Film tourné dix ans après la fin du conflit algérien, Avoir 20 ans dans les Aurès, est un film qui a longtemps dérangé.
Tourné à partir des témoignages de nombreux appelés, le film retrace l’itinéraire d’un groupe de jeunes bretons pacifistes qui, à force d’endoctrinement, vont devenir des tueurs et des tortionnaires. Et c'est ce qui est réussi dans ce film.
En début de film, on est pris de sympathie pour ses soldats un peu réfractaires et pacifistes, avant de les voir petit à petit changer. Le changement intervenant petit à petit, on est d'abord surpris par leur revirement, puis consterné, avant de finir à la limite de la nausée.
Montrant toutes les contradictions de l’armée française de l’époque, ce film fut censuré en 1972, année de sa sortie. Un attentat à la bombe eut même lieu devant une salle de cinéma ayant décidé de projeter le film malgré tout (preuve que même dix ans après le conflit, le climat n’était pas apaisé).
En dépit de la censure, Avoir 20 ans dans les Aurès sera tout de même distingué par le prix de la critique au festival de Cannes.
La guerre d'Algérie, c'est un peu le Vietnam français.

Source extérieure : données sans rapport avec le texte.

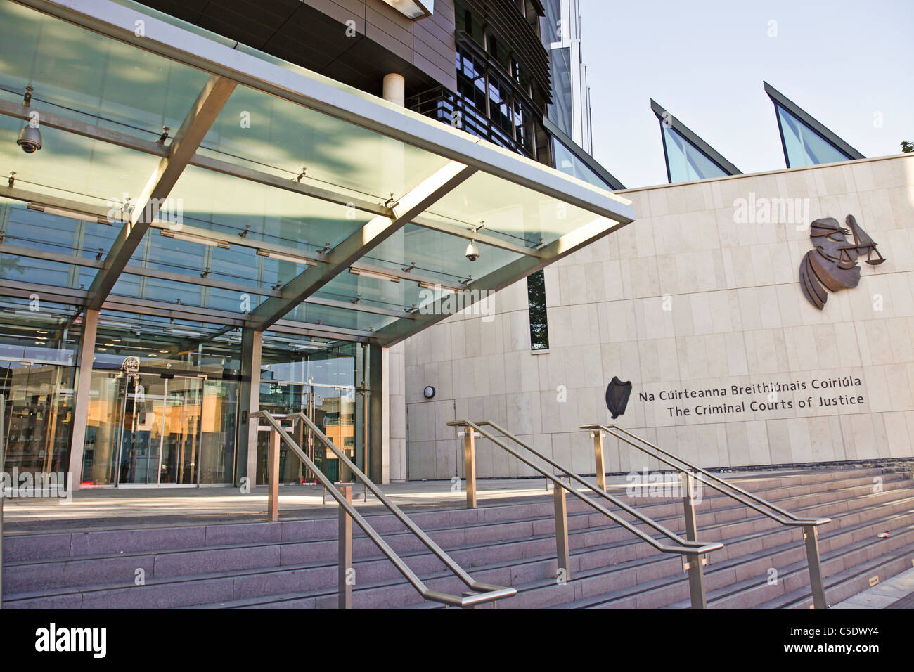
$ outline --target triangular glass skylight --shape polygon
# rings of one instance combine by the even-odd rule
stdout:
[[[670,184],[741,175],[733,164],[654,101],[651,109],[660,120]]]
[[[864,155],[805,111],[774,89],[767,81],[765,92],[774,102],[781,131],[781,144],[788,168],[832,164]]]

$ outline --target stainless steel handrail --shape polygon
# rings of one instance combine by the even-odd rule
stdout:
[[[622,526],[626,530],[628,530],[629,532],[631,532],[634,536],[638,537],[643,541],[650,544],[651,546],[653,546],[657,550],[660,550],[661,552],[664,552],[664,553],[679,553],[679,554],[684,555],[684,556],[689,556],[689,562],[688,562],[687,569],[692,570],[690,571],[690,573],[689,573],[689,577],[690,577],[690,582],[693,584],[692,585],[692,589],[693,589],[693,591],[692,591],[693,607],[694,608],[704,608],[704,606],[706,604],[705,590],[704,590],[704,578],[701,575],[701,571],[700,571],[702,562],[704,560],[701,558],[701,556],[705,555],[707,553],[709,553],[712,550],[719,550],[720,549],[724,548],[723,544],[721,544],[719,542],[703,543],[701,541],[688,540],[688,539],[682,539],[675,532],[673,532],[672,530],[666,528],[665,527],[664,527],[660,523],[658,523],[655,520],[650,518],[649,517],[647,517],[644,514],[641,513],[637,509],[632,508],[632,507],[629,507],[627,504],[625,504],[624,502],[617,499],[616,497],[612,496],[611,495],[610,495],[609,493],[605,492],[604,490],[600,490],[600,489],[599,489],[597,487],[594,487],[593,485],[591,485],[590,483],[588,483],[587,481],[585,481],[583,478],[581,478],[579,475],[578,475],[577,474],[575,474],[571,470],[567,469],[566,467],[562,466],[558,463],[555,462],[554,460],[551,460],[550,458],[547,457],[543,453],[541,453],[538,451],[535,450],[533,447],[531,447],[530,445],[528,445],[527,443],[526,443],[525,442],[521,441],[516,436],[515,436],[514,434],[512,434],[510,432],[508,432],[507,430],[505,430],[504,427],[500,427],[499,425],[495,424],[494,422],[492,422],[490,421],[479,421],[479,422],[472,422],[469,420],[456,420],[456,421],[453,421],[452,422],[448,422],[447,424],[448,424],[449,427],[466,427],[466,428],[468,428],[468,430],[466,431],[467,433],[469,434],[469,437],[467,438],[467,443],[470,443],[470,444],[473,444],[473,432],[478,432],[482,436],[484,436],[485,438],[487,438],[489,441],[491,441],[493,443],[494,443],[495,445],[497,445],[499,448],[501,448],[502,450],[504,450],[504,451],[507,452],[508,453],[514,455],[518,460],[520,460],[521,462],[523,462],[525,464],[526,464],[527,466],[531,467],[532,469],[534,469],[535,471],[538,472],[543,476],[545,476],[547,479],[551,480],[553,482],[553,484],[555,485],[555,493],[556,493],[556,496],[557,496],[557,499],[556,499],[556,518],[557,518],[557,520],[556,520],[556,533],[557,533],[558,551],[558,556],[559,556],[559,558],[558,558],[558,567],[559,567],[560,570],[561,569],[565,570],[565,571],[566,571],[566,577],[570,577],[570,570],[569,568],[569,557],[568,541],[567,541],[568,525],[567,525],[567,521],[564,520],[564,518],[566,518],[566,516],[567,516],[566,509],[565,509],[565,505],[564,505],[564,493],[568,492],[568,493],[570,493],[571,495],[573,495],[574,496],[578,497],[579,499],[580,499],[582,502],[586,503],[590,507],[595,508],[597,511],[599,511],[600,513],[603,514],[604,516],[606,516],[607,517],[609,517],[611,520],[612,520],[616,524]],[[544,462],[546,462],[549,465],[553,466],[554,468],[558,469],[559,471],[561,471],[562,473],[564,473],[568,476],[569,483],[568,484],[564,483],[560,478],[558,478],[558,476],[556,476],[554,474],[549,474],[545,469],[541,468],[537,464],[535,464],[533,462],[531,462],[530,460],[526,459],[526,457],[524,457],[523,455],[521,455],[520,453],[518,453],[516,451],[515,451],[512,448],[510,448],[509,446],[505,445],[504,443],[502,443],[501,441],[499,441],[497,438],[495,438],[494,436],[493,436],[491,433],[489,433],[488,432],[486,432],[485,430],[484,430],[482,428],[483,426],[492,427],[496,432],[499,432],[502,434],[504,434],[506,438],[508,438],[511,441],[515,442],[518,445],[521,445],[524,448],[526,448],[527,451],[529,451],[530,453],[532,453],[534,455],[536,455],[537,457],[538,457],[540,460],[543,460]],[[474,448],[471,448],[471,451],[474,451]],[[473,461],[474,461],[474,457],[473,457]],[[469,462],[469,459],[468,459],[468,462]],[[468,472],[470,472],[470,471],[473,472],[472,474],[471,477],[474,481],[475,480],[474,468],[468,470]],[[633,525],[632,525],[628,521],[626,521],[623,518],[622,518],[620,516],[616,515],[615,513],[613,513],[610,509],[606,508],[606,507],[602,506],[599,502],[595,502],[590,497],[583,495],[577,488],[572,487],[571,485],[570,485],[572,480],[575,481],[575,482],[577,482],[578,484],[583,485],[588,490],[590,490],[591,492],[597,494],[599,496],[602,497],[603,499],[606,499],[607,501],[611,502],[613,505],[615,505],[619,508],[622,509],[623,511],[625,511],[626,513],[628,513],[630,516],[633,517],[634,518],[636,518],[637,520],[639,520],[640,522],[642,522],[643,524],[644,524],[644,525],[648,526],[649,528],[656,530],[657,532],[660,532],[663,536],[666,537],[667,539],[670,539],[674,540],[675,542],[675,545],[664,544],[664,543],[658,541],[657,539],[655,539],[651,535],[649,535],[649,534],[647,534],[647,533],[645,533],[645,532],[638,529],[638,528],[634,527]],[[467,482],[467,489],[468,489],[468,491],[469,491],[470,487],[471,487],[471,485],[470,485],[469,477],[468,477],[468,482]],[[475,492],[475,483],[473,484],[473,492]],[[561,493],[561,501],[560,502],[559,502],[559,497],[558,497],[558,493],[559,492]],[[564,567],[562,566],[563,563],[564,563]]]
[[[603,431],[611,434],[620,441],[628,443],[642,453],[654,457],[668,466],[673,467],[680,474],[694,478],[699,483],[717,490],[731,499],[735,499],[745,507],[751,508],[762,516],[774,520],[781,525],[790,527],[801,527],[803,529],[803,539],[806,544],[806,560],[809,565],[810,585],[813,591],[813,605],[816,609],[827,609],[825,601],[825,589],[822,577],[822,560],[819,555],[819,534],[818,526],[832,522],[831,518],[801,518],[777,505],[745,490],[739,485],[735,485],[729,481],[721,478],[701,467],[693,464],[687,460],[684,460],[676,454],[665,451],[658,445],[652,443],[637,434],[633,434],[616,424],[586,424],[580,425],[582,430]],[[635,443],[640,442],[641,444]],[[649,446],[649,448],[645,448]],[[658,454],[659,453],[659,454]],[[677,464],[678,463],[678,464]],[[709,479],[709,480],[708,480]],[[729,488],[735,492],[729,492],[725,488]],[[739,494],[737,494],[739,493]],[[766,510],[769,509],[769,510]]]
[[[289,413],[287,415],[272,415],[266,411],[258,411],[251,413],[250,417],[263,418],[267,421],[267,422],[272,427],[273,432],[275,432],[286,443],[286,446],[292,450],[298,459],[300,459],[312,470],[315,476],[317,476],[317,479],[321,482],[324,487],[330,492],[331,496],[333,496],[333,497],[337,501],[340,507],[345,512],[345,514],[351,517],[352,519],[358,524],[358,527],[365,531],[365,534],[375,542],[377,548],[380,549],[381,552],[384,553],[384,555],[386,555],[391,562],[393,562],[398,571],[403,574],[406,580],[409,581],[413,588],[415,588],[425,599],[439,602],[445,605],[459,606],[466,609],[489,602],[494,603],[493,606],[494,606],[496,600],[502,600],[517,594],[517,591],[514,588],[505,588],[505,586],[496,586],[489,583],[478,582],[472,576],[470,576],[470,574],[464,571],[463,569],[458,565],[453,559],[451,558],[451,556],[449,556],[438,544],[432,541],[431,538],[423,532],[419,526],[417,526],[409,518],[409,516],[403,513],[399,507],[391,502],[388,496],[374,484],[374,482],[371,481],[371,479],[369,479],[361,469],[356,466],[356,464],[349,460],[349,458],[346,457],[346,455],[339,448],[337,448],[323,432],[321,432],[311,418],[306,416],[304,413],[297,412]],[[451,570],[451,571],[453,572],[458,579],[466,584],[471,591],[476,591],[477,593],[458,597],[446,592],[432,591],[426,586],[422,580],[409,569],[409,567],[394,551],[394,549],[391,549],[375,530],[375,528],[371,527],[368,521],[366,520],[355,507],[353,507],[351,502],[347,501],[346,497],[334,486],[334,484],[330,481],[330,479],[317,468],[317,465],[312,462],[311,459],[308,458],[304,452],[298,446],[298,444],[292,440],[292,438],[279,422],[280,420],[289,419],[292,419],[293,421],[301,421],[304,422],[304,424],[314,432],[314,435],[321,441],[321,443],[324,443],[335,455],[336,455],[336,457],[339,458],[343,464],[345,464],[351,472],[365,484],[366,487],[374,493],[375,496],[377,497],[381,504],[383,504],[391,514],[393,514],[404,526],[406,526],[410,532],[416,535],[420,541],[421,541],[425,547],[438,558],[438,560],[440,560],[449,570]],[[351,549],[349,549],[349,557],[351,558]],[[340,590],[341,592],[345,590],[344,585],[341,584]]]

Les deux guerres sont contemporaines, et c'est en Algérie que le napalm a été utilisé pour la première fois (triste cocorico), si on veut pousser la comparaison. Sauf qu'on ne l'a pas exorcisé comme ont pu le faire les cinéastes américains.

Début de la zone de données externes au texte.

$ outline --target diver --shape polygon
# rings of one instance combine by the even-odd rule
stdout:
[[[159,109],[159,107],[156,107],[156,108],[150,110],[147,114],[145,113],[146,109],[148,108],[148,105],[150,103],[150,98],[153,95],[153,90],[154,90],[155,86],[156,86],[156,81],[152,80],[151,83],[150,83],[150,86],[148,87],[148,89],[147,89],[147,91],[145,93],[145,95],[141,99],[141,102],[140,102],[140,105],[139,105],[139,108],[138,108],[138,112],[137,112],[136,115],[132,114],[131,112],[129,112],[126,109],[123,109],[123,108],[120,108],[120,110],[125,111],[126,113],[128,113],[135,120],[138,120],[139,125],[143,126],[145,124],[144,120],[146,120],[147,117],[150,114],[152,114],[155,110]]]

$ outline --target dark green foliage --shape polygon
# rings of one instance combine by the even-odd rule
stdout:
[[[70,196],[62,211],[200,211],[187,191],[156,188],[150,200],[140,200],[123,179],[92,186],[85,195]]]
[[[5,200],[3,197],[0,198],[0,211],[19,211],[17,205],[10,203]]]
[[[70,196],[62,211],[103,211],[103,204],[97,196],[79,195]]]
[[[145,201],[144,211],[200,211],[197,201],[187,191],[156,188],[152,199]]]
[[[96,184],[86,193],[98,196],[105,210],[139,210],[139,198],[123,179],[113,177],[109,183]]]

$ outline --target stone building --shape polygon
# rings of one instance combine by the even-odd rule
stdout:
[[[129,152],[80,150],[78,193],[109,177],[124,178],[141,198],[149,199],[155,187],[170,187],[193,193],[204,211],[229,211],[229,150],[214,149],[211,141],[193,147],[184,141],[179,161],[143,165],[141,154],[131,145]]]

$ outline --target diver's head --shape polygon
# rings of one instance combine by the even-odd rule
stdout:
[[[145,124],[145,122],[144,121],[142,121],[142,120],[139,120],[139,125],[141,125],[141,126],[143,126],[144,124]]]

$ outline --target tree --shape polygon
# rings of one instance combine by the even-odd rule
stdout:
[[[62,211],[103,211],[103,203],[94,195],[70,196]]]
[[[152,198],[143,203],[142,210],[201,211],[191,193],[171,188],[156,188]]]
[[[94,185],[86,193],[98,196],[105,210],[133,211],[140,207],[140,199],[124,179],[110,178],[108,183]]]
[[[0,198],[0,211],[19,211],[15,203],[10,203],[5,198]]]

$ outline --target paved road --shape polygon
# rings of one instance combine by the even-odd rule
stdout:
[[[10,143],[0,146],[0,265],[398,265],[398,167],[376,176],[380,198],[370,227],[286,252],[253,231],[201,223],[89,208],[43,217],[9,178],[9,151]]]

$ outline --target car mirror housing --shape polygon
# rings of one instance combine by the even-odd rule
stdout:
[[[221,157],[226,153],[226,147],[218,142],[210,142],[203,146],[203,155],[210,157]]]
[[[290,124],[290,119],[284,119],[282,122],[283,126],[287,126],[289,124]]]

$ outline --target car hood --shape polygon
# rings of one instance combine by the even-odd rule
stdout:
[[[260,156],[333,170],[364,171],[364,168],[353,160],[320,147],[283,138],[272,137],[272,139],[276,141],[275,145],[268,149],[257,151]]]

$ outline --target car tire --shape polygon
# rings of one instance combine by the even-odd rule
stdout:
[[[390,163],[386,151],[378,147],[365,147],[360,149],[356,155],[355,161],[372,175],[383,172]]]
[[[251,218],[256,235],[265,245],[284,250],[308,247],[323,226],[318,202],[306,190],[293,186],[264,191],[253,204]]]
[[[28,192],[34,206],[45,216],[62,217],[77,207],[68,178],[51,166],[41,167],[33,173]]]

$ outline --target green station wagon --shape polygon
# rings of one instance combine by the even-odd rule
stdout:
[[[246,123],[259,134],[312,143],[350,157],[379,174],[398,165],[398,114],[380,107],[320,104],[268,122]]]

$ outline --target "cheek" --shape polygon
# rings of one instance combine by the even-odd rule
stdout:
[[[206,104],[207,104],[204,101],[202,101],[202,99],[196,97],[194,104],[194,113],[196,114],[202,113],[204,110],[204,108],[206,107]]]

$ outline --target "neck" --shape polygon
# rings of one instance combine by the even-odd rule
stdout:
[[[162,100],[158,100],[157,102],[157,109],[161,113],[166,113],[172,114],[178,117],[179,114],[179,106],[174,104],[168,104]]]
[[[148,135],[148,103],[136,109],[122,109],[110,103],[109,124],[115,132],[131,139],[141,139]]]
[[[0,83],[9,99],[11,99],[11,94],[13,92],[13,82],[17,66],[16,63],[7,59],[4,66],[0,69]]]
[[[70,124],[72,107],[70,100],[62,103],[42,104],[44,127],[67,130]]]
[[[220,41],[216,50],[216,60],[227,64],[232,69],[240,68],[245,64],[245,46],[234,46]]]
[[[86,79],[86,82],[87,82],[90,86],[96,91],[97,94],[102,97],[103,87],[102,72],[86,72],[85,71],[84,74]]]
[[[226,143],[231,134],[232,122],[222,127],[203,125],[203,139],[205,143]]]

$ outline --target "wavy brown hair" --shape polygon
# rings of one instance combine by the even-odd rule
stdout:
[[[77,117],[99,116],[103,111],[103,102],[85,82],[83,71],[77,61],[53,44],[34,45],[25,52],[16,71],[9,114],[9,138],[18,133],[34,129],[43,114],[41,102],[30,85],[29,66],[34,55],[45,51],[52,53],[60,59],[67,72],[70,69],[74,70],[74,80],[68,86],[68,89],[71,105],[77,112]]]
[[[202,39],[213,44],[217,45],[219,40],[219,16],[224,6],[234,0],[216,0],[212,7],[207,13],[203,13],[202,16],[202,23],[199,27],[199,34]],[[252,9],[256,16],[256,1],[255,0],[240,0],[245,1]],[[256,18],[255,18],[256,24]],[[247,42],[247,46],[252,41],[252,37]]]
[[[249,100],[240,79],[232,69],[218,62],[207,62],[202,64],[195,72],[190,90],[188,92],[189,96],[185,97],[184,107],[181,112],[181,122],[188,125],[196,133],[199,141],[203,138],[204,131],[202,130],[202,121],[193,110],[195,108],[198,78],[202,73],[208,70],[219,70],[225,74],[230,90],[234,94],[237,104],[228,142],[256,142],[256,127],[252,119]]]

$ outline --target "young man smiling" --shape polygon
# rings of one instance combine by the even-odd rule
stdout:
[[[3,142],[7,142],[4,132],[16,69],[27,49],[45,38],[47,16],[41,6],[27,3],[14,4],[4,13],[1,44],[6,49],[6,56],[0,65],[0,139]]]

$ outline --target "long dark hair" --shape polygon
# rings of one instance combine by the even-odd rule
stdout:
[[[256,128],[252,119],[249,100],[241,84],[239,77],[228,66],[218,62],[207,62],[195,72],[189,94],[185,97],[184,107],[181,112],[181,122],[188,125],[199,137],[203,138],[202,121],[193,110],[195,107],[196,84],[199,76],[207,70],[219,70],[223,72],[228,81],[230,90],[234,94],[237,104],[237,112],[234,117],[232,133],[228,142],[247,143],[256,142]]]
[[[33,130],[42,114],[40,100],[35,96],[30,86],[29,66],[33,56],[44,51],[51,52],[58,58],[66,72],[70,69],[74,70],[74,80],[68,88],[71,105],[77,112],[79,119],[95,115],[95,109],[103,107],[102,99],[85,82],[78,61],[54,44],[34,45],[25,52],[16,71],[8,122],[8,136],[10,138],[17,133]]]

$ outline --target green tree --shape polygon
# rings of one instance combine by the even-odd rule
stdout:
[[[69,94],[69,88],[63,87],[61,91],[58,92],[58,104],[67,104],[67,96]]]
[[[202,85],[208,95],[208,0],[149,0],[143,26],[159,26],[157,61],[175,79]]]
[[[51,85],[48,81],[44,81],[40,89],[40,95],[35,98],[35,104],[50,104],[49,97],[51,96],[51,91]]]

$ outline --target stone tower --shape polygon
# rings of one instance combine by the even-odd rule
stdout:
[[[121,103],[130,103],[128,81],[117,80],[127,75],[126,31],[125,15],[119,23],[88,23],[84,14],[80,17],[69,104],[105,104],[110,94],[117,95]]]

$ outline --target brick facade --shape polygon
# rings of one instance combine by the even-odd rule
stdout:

De ce point de vue, la production française est timide, et mis à part ce film, et l'ennemi intime, de Florent-Emilio Siri, pas grand chose à se mettre sous la dent en France.
Un film à redécouvrir donc, tant pour son contenu que pour ce qu’il représente en terme de travail mémoriel.
P.S. : D'ailleurs, pour l'anecdote, on notera que le premier film sur la guerre d'Algérie ne sera pas le fait d'une production française, mais italienne, avec la bataille d'Alger, de Gillo Pontecorvo (1966), film qui sera d'ailleurs interdit en France à sa sortie et restera censuré jusqu'en 2004.